Using this method with a POST request we build the following querry:
curl -X POST -H "Content-Type: application/x-www-form-urlencoded" -d 'result=sample&query=geo_box1(34.6580,23.1572,35.8195,26.8076)&fields=all&limit=0&format=tsv' "https://www.ebi.ac.uk/ena/portal/api/search" > ena_post_crete.tsv
To get all the sample attributes:
./scripts/get_ena_samples_attributes.py results/ena_post_crete.tsv ena_data_crete
To transform all xml attributes to tsv:
./scripts/ena_xml_to_csv.py ena_data_crete results/ena_samples_attributes-crete.tsv
Island Sampling Day, a metagenome project, sampled top soil in 72 locations around Crete in 2016 and 2022.
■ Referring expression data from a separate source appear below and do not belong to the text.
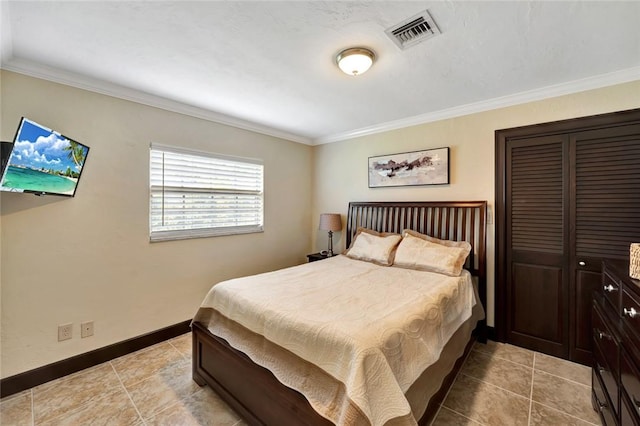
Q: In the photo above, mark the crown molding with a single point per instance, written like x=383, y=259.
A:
x=589, y=83
x=110, y=89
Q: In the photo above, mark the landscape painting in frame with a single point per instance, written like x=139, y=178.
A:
x=428, y=167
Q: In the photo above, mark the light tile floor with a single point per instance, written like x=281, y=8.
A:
x=498, y=385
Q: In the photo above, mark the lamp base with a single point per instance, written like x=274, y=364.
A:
x=330, y=250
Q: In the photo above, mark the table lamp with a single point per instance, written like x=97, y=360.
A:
x=330, y=222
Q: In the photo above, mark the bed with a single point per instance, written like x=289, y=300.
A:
x=285, y=381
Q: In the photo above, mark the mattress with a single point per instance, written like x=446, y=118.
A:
x=353, y=337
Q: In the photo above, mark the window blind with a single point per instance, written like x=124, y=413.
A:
x=195, y=194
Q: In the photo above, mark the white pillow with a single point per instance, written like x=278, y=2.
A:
x=372, y=246
x=431, y=254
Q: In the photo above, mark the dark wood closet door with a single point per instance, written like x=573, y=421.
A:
x=567, y=198
x=537, y=239
x=605, y=200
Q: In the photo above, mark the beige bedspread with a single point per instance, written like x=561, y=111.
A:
x=373, y=329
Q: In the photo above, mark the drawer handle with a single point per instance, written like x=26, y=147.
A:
x=602, y=406
x=601, y=334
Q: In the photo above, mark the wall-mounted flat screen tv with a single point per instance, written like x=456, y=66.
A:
x=43, y=161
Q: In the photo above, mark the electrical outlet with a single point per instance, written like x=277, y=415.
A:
x=65, y=332
x=86, y=329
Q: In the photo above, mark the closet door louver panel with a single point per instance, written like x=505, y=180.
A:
x=607, y=176
x=537, y=198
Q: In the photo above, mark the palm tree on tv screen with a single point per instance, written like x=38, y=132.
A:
x=75, y=152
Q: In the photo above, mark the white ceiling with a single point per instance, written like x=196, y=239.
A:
x=269, y=65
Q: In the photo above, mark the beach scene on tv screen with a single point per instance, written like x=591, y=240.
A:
x=43, y=161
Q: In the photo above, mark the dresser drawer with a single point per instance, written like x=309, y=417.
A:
x=600, y=401
x=630, y=380
x=611, y=289
x=628, y=414
x=630, y=312
x=605, y=341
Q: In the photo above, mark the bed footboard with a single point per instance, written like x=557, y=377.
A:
x=265, y=401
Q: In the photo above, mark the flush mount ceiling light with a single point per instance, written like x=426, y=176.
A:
x=355, y=60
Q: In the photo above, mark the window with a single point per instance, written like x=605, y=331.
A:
x=194, y=194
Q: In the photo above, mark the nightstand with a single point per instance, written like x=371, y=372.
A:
x=316, y=256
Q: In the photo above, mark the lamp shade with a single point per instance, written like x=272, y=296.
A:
x=330, y=222
x=356, y=60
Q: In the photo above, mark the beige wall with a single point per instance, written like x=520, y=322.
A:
x=89, y=257
x=340, y=169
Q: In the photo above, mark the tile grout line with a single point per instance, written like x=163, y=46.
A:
x=567, y=414
x=496, y=386
x=452, y=383
x=33, y=414
x=135, y=407
x=493, y=355
x=564, y=378
x=533, y=375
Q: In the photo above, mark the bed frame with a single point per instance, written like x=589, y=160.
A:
x=254, y=392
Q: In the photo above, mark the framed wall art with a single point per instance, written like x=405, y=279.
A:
x=428, y=167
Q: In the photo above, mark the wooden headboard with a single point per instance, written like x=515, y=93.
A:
x=455, y=220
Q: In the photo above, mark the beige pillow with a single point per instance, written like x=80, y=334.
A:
x=425, y=253
x=372, y=246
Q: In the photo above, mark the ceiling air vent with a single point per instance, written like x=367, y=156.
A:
x=414, y=30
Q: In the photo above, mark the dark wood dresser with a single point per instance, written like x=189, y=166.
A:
x=616, y=349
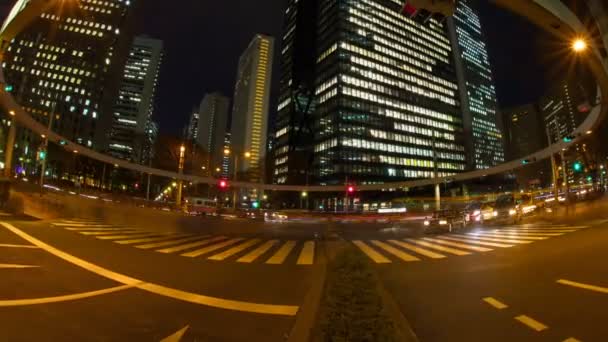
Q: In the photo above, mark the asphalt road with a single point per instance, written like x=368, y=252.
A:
x=541, y=280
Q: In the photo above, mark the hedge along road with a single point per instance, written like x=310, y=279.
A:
x=550, y=15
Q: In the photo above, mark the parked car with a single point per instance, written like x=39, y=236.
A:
x=444, y=220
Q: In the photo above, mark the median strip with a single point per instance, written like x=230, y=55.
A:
x=221, y=303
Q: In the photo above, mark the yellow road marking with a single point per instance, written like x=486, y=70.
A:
x=307, y=255
x=48, y=300
x=195, y=244
x=583, y=286
x=532, y=323
x=280, y=256
x=459, y=245
x=438, y=247
x=495, y=303
x=473, y=236
x=6, y=245
x=371, y=253
x=127, y=236
x=256, y=253
x=418, y=250
x=161, y=238
x=168, y=243
x=510, y=236
x=234, y=250
x=212, y=248
x=17, y=266
x=477, y=242
x=394, y=251
x=176, y=337
x=221, y=303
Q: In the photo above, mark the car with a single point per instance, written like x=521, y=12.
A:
x=444, y=220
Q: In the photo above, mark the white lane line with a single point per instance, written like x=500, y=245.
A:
x=394, y=251
x=583, y=286
x=48, y=300
x=235, y=305
x=6, y=245
x=17, y=266
x=476, y=242
x=438, y=247
x=176, y=337
x=531, y=323
x=371, y=253
x=495, y=303
x=459, y=245
x=473, y=236
x=418, y=250
x=256, y=253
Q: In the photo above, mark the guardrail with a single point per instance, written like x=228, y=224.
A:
x=552, y=15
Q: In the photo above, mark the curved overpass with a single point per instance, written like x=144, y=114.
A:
x=551, y=15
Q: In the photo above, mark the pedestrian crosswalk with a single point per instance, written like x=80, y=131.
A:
x=459, y=244
x=218, y=248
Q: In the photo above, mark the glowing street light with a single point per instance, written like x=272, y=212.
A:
x=579, y=45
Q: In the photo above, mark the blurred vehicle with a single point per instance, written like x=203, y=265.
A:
x=200, y=206
x=444, y=220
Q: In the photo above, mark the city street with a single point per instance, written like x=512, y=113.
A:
x=83, y=280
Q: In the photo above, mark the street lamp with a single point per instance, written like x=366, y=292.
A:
x=579, y=45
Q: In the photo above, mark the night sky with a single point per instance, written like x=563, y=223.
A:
x=204, y=39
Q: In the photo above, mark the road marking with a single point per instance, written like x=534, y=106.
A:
x=394, y=251
x=256, y=253
x=531, y=323
x=371, y=253
x=482, y=243
x=180, y=248
x=127, y=236
x=282, y=254
x=235, y=305
x=161, y=238
x=438, y=247
x=495, y=303
x=583, y=286
x=168, y=243
x=459, y=245
x=307, y=255
x=509, y=236
x=17, y=266
x=474, y=236
x=234, y=250
x=177, y=337
x=418, y=250
x=66, y=298
x=6, y=245
x=212, y=248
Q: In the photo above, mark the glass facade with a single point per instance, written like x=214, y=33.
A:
x=132, y=129
x=68, y=62
x=479, y=104
x=387, y=101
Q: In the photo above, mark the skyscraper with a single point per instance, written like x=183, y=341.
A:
x=69, y=62
x=483, y=136
x=250, y=108
x=212, y=125
x=132, y=131
x=386, y=101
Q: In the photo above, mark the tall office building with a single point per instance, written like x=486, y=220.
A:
x=69, y=61
x=132, y=130
x=251, y=104
x=386, y=101
x=212, y=126
x=483, y=135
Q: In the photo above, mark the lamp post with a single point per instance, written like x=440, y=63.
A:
x=182, y=154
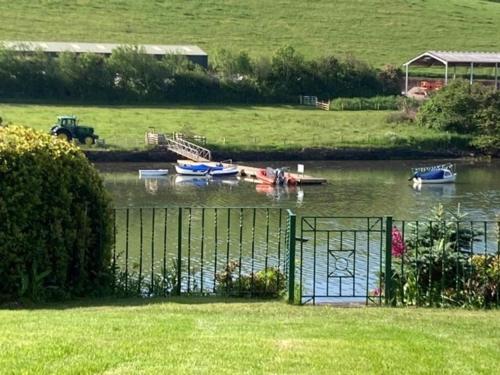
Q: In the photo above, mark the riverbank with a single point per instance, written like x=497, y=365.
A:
x=162, y=155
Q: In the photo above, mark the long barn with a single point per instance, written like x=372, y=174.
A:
x=193, y=53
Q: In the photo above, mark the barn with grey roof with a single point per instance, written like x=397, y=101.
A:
x=193, y=53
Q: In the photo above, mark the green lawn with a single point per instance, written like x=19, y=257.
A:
x=233, y=337
x=377, y=31
x=237, y=127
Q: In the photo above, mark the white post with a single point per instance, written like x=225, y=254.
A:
x=406, y=80
x=496, y=76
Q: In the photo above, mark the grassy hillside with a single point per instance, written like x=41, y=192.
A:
x=241, y=127
x=196, y=336
x=378, y=31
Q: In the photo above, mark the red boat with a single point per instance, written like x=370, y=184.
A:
x=275, y=177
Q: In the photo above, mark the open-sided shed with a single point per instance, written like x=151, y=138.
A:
x=453, y=60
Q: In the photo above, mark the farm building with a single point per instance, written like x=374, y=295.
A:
x=193, y=53
x=451, y=61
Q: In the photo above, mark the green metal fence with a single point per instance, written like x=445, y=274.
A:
x=184, y=250
x=269, y=252
x=378, y=260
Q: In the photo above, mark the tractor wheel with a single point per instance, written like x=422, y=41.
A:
x=64, y=136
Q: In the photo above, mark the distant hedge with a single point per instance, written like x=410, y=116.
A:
x=55, y=227
x=465, y=109
x=129, y=75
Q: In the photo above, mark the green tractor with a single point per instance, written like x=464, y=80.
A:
x=67, y=128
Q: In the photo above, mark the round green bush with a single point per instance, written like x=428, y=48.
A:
x=55, y=219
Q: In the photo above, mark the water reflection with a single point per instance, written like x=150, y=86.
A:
x=441, y=190
x=358, y=188
x=281, y=192
x=154, y=184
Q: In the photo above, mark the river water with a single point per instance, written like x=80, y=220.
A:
x=354, y=188
x=149, y=242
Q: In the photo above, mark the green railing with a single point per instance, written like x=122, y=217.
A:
x=185, y=250
x=269, y=252
x=376, y=260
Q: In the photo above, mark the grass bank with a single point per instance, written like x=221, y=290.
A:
x=216, y=336
x=242, y=128
x=379, y=31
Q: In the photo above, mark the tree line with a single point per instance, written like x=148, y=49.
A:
x=130, y=75
x=465, y=109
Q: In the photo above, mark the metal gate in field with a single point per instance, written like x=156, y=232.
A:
x=342, y=259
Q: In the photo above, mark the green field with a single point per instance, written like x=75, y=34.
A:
x=377, y=31
x=235, y=337
x=236, y=127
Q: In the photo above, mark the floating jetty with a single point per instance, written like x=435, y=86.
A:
x=248, y=173
x=196, y=153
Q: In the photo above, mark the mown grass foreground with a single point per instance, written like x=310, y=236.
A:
x=378, y=31
x=239, y=127
x=192, y=335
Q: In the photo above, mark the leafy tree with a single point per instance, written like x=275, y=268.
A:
x=55, y=231
x=451, y=108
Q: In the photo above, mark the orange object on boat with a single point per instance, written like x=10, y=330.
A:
x=266, y=178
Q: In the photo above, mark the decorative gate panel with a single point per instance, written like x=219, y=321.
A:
x=341, y=259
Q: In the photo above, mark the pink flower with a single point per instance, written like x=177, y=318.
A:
x=398, y=245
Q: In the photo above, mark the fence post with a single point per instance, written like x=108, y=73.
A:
x=389, y=300
x=179, y=252
x=291, y=256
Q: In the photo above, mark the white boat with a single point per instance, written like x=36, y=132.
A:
x=188, y=170
x=224, y=172
x=196, y=181
x=152, y=172
x=439, y=174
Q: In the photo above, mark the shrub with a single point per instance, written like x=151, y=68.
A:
x=270, y=282
x=436, y=265
x=55, y=232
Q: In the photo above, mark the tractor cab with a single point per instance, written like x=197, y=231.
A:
x=67, y=128
x=66, y=121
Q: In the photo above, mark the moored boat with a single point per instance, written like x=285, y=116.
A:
x=224, y=172
x=277, y=176
x=152, y=172
x=439, y=174
x=201, y=169
x=192, y=169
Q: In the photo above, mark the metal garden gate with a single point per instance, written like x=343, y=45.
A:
x=343, y=259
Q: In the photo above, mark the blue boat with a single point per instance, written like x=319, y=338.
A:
x=202, y=169
x=438, y=174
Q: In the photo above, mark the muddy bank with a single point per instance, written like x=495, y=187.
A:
x=304, y=154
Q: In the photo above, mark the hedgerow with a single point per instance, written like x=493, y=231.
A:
x=55, y=227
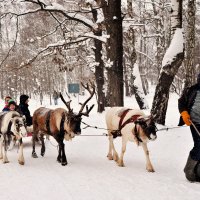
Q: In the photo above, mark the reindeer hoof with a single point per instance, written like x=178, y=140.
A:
x=64, y=163
x=109, y=156
x=120, y=164
x=21, y=162
x=34, y=155
x=151, y=170
x=59, y=159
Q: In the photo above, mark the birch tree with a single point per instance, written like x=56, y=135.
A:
x=171, y=62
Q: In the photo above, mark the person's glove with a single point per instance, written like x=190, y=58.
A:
x=186, y=118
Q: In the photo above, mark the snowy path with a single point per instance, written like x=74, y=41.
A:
x=89, y=175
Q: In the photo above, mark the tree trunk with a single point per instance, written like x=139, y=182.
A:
x=169, y=68
x=99, y=69
x=190, y=44
x=113, y=19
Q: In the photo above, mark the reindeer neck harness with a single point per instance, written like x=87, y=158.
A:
x=133, y=118
x=62, y=132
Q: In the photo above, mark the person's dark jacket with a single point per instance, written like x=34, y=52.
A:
x=5, y=109
x=23, y=109
x=186, y=100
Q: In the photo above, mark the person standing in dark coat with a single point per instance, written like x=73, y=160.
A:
x=7, y=98
x=23, y=109
x=189, y=108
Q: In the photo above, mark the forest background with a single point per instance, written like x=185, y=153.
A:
x=125, y=47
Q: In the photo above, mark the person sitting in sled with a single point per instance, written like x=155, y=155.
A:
x=189, y=108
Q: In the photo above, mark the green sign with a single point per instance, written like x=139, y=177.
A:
x=73, y=88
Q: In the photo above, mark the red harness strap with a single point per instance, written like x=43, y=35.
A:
x=131, y=119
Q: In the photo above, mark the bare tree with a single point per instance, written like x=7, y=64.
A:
x=171, y=64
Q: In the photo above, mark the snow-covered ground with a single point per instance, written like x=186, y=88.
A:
x=89, y=175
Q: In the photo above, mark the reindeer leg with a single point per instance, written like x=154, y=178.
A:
x=61, y=152
x=109, y=155
x=149, y=166
x=112, y=153
x=1, y=147
x=21, y=156
x=5, y=159
x=63, y=156
x=43, y=145
x=120, y=161
x=34, y=136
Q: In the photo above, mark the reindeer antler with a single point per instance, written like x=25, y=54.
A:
x=91, y=90
x=66, y=103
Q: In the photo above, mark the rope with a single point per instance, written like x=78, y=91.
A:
x=104, y=134
x=195, y=127
x=167, y=128
x=162, y=129
x=96, y=127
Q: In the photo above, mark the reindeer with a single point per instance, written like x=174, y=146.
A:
x=12, y=127
x=59, y=123
x=131, y=125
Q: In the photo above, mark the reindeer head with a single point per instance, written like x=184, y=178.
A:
x=148, y=128
x=18, y=126
x=73, y=120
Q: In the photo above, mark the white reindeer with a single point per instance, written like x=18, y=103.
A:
x=131, y=125
x=12, y=126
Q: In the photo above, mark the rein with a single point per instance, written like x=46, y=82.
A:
x=48, y=122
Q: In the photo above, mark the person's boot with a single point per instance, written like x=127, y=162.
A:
x=190, y=169
x=197, y=171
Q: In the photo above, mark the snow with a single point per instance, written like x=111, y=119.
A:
x=175, y=47
x=90, y=175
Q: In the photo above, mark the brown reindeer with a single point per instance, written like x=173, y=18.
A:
x=60, y=124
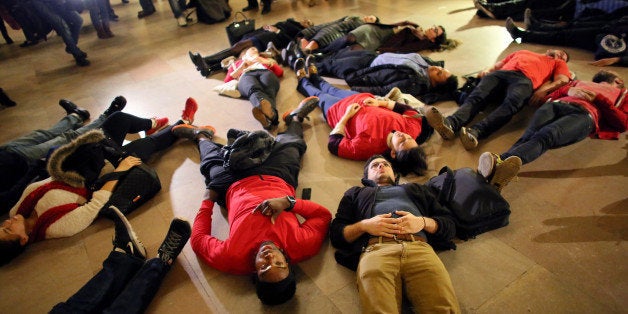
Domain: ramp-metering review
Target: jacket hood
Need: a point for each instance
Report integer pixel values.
(56, 168)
More than 650 assessments of species that occur in Crete are available in IUCN Red Lists. The download was two-fold, one for species data and one for species spatial occurrences.
ESDAC hosts the European soil database which contains information about soils across Europe from satelite data as well as sampling data.
Copernicus contains multiple remore sensing data that for example categorise the ecotypes of Crete.
This dataset (HWSD2) has two files that are complementary:
Data can be downloaded from here
The raster file is loaded to R terra package
and is cropped to the bounding box of Crete.
The mdb file can be handled without Microsof Access through the MDB Tools. MDB tools is a set of programs to help you extract data from Microsoft Access files in various settings.
mdb-export -d "\t" HWSD2.mdb HWSD2_SMU > HWSD2_SMU.tsv
In addition, the WRB4 information is needed to categorise the soils in their taxonomy. The mapping of HWSD2 ids to WRB4 ids and description is contained in the D_WRB4 table of the HWSD2.mdb database.
mdb-export -d "\t" HWSD2.mdb D_WRB4 > HWSD2_D_WRB4.tsv
Download the latest data from the ISRIC and WoSIS soil spatial service
from the Open Geospatial Consortium (OGC). The data are availoable from the
Web Feature Service (WFS). The script get_wosis_crete.R
retrieves the locations
of soil samples in Crete.
Global land use change hildap_GLOB-v1.0 is a great dataset that combines historical and conteporary data to estimate the yearly changes of land use.